'There's a Real Energy in This City': The Chainsmokers on LA's Tech Scene
It seems everyone wants to be a VC these days, so why can't the Chainsmokers join the line-up?
Earlier this year, the electronic DJ and production duo, Alex Pall and Drew Taggart, announced the debut of their $35 million early-stage fund.
Being a DJ and a startup VC would appear to have little in common, but at a lunchtime panel on the first day of the dot.LA Summit, the pair said there are actually a number of parallels.
"We built the Chainsmokers from nothing and so we think of ourselves as founders, too," said Taggart, who added that personal chemistry is key in both music and startups. "The luckiest thing was to meet each other."
That luck has turned into a lucrative career that will be hard to top in the startup world. The Chainsmokers became the highest-earning DJ act in the world last year, earning over $46 million in a single year, according to Forbes.

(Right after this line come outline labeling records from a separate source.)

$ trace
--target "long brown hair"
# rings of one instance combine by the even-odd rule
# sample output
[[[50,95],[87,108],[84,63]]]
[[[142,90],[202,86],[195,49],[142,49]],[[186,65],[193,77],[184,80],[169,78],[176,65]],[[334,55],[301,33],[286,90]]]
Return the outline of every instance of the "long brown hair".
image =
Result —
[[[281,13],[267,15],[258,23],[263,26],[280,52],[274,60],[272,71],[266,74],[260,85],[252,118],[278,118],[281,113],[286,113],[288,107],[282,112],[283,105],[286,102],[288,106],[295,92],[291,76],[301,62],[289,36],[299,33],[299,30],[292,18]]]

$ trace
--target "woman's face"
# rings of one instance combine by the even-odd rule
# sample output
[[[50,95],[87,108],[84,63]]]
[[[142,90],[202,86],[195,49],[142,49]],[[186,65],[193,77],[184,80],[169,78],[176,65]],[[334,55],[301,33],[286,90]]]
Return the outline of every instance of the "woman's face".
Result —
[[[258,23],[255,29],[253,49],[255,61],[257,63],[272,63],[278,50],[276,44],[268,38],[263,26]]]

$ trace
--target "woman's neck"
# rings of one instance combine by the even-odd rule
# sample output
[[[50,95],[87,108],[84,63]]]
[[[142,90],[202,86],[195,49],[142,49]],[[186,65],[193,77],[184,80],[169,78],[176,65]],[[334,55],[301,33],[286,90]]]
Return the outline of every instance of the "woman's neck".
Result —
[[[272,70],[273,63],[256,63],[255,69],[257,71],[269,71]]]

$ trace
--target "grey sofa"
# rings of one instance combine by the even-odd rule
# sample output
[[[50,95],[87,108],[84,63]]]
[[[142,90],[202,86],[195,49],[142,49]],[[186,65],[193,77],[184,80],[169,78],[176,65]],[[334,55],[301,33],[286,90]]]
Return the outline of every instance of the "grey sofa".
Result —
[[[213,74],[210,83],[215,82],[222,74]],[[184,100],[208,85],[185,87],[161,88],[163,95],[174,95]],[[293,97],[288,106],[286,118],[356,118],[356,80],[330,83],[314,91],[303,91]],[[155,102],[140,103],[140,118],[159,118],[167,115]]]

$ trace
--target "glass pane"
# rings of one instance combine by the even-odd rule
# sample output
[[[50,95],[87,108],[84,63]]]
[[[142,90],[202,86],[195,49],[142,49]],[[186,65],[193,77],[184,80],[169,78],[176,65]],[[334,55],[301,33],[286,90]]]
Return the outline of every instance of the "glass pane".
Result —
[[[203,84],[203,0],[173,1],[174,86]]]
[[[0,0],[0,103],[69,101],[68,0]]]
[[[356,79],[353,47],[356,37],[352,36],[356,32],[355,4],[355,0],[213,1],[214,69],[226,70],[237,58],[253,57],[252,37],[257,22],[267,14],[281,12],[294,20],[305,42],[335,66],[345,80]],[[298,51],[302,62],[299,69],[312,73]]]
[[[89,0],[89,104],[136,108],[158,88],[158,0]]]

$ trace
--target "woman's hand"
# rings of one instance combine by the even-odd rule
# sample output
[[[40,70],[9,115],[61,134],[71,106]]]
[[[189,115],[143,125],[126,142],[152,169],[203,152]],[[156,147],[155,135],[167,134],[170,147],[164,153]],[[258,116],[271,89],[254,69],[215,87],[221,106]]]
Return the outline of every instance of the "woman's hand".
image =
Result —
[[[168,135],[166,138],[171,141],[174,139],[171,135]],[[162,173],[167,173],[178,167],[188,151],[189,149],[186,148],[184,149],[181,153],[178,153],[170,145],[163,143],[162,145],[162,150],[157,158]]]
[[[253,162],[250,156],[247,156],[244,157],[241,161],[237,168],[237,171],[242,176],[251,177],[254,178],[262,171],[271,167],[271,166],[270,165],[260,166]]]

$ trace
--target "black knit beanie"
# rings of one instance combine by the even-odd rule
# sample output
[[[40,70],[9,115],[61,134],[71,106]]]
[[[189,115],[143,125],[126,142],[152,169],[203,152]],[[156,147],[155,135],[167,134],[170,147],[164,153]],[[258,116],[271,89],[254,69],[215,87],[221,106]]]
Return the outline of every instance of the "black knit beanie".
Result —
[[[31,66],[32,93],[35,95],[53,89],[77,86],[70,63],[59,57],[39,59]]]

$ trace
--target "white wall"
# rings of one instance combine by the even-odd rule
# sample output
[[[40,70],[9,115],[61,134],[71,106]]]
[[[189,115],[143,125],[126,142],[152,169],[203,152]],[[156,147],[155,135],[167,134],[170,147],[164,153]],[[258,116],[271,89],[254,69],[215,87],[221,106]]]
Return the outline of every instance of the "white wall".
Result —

Taggart also talked about their decision to sell their entire catalog of 32 songs last year, saying they got "a great price" (which was not disclosed.) He also is not sure their music will be worth as much in years to come because he sees music tastes as increasingly fickle.
"I don't know if kids ten years from now will listen," Taggart said.
Their fund has a name, Mantis, more befitting a band. Mark Cuban, Keith Rabois, Jim Coulter Ron Conway and dot.LA Chairman Spencer Rascoff, who moderated the panel, are all investors.
One of Mantis' first investments was in the L.A. based fitness app FitOn, and Pall said he's excited about joining the city's tech scene.
"There's a real energy in this city that people are beginning to take notice of," Pall said. "We're pumped to be a part of it."